Positiv anzumerken ist, dies wird aus der Stellungnahme deutlich, dass es wohl
in erster Linie darum geht, dem Internethändler ein möglichst abmahnsicheres
Muster an die Hand zu geben. Wenn dies insofern zu Lasten des Verbrauchers geht,
als dass dieser nur noch mittels einer anwaltlichen Beratung im Einzelfall
überhaupt beurteilen kann, ob und in welchem Umfang und mit welchen Rechtsfolgen
ihm ein Widerrufsrecht zusteht, wird es sich nur um Tage handeln, bis auch
dieses Muster wieder durch die Rechtsprechung gekippt wird.
Der
Zwischenschritt eines neuen Musters in Form einer Verordnung ist daher nach
unserer Auffassung vollkommen unnötig. Vielmehr wäre das Bundesjustizministerium
gut beraten, gleich Nägel mit Köpfen zu machen und die entsprechende Information
in Gesetzesform zu gießen.
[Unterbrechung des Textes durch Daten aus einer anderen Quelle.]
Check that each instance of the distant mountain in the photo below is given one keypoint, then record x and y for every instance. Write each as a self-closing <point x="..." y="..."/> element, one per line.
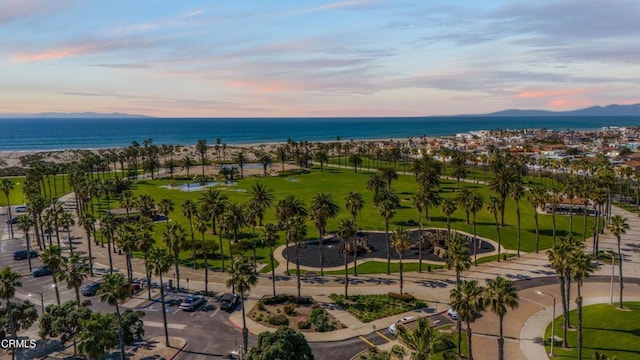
<point x="609" y="110"/>
<point x="83" y="115"/>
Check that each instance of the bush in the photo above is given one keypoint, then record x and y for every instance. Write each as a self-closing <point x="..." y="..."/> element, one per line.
<point x="404" y="297"/>
<point x="278" y="320"/>
<point x="304" y="325"/>
<point x="290" y="309"/>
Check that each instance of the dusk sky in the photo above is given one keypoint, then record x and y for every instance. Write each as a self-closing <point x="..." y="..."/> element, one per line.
<point x="316" y="58"/>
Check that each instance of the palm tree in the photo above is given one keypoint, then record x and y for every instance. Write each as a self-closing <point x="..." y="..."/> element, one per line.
<point x="165" y="206"/>
<point x="537" y="198"/>
<point x="74" y="270"/>
<point x="174" y="238"/>
<point x="189" y="209"/>
<point x="354" y="203"/>
<point x="400" y="242"/>
<point x="580" y="266"/>
<point x="467" y="300"/>
<point x="202" y="224"/>
<point x="448" y="208"/>
<point x="387" y="211"/>
<point x="52" y="259"/>
<point x="9" y="282"/>
<point x="114" y="289"/>
<point x="242" y="278"/>
<point x="500" y="295"/>
<point x="347" y="229"/>
<point x="323" y="207"/>
<point x="159" y="262"/>
<point x="262" y="196"/>
<point x="6" y="186"/>
<point x="296" y="231"/>
<point x="474" y="205"/>
<point x="424" y="340"/>
<point x="494" y="206"/>
<point x="25" y="223"/>
<point x="270" y="238"/>
<point x="617" y="227"/>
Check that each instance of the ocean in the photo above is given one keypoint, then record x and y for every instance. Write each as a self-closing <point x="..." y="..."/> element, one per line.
<point x="59" y="134"/>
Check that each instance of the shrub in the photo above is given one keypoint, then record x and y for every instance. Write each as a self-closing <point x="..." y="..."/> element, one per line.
<point x="278" y="320"/>
<point x="290" y="309"/>
<point x="304" y="325"/>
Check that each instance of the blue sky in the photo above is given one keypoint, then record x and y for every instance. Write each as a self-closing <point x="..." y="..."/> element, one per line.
<point x="316" y="58"/>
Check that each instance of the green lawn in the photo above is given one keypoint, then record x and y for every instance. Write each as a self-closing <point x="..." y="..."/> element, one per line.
<point x="606" y="329"/>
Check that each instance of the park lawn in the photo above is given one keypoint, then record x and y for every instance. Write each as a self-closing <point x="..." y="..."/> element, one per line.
<point x="606" y="329"/>
<point x="341" y="181"/>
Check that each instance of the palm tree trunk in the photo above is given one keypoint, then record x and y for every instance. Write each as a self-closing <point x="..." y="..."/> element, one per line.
<point x="620" y="269"/>
<point x="164" y="313"/>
Folge wäre, dass Gerichte sich an diesem Muster nicht
mehr vergreifen könnten.
Aktuell
Die
FDP Fraktion im Bundestag hatte am 08.11.2006 kleine
Anfrage getätigt, die sich ausschließlich mit den aktuellen Problemen des
Widerrufsrechtes befasste. Die FDP hat nun am 23.01.2008 mit einer weiteren
kleinen (Drucksache
16/7883) Anfrage bei der Bundesregierung
nachgehakt und fordert eine offizielle Stellungnahme zum Diskussionsentwurf.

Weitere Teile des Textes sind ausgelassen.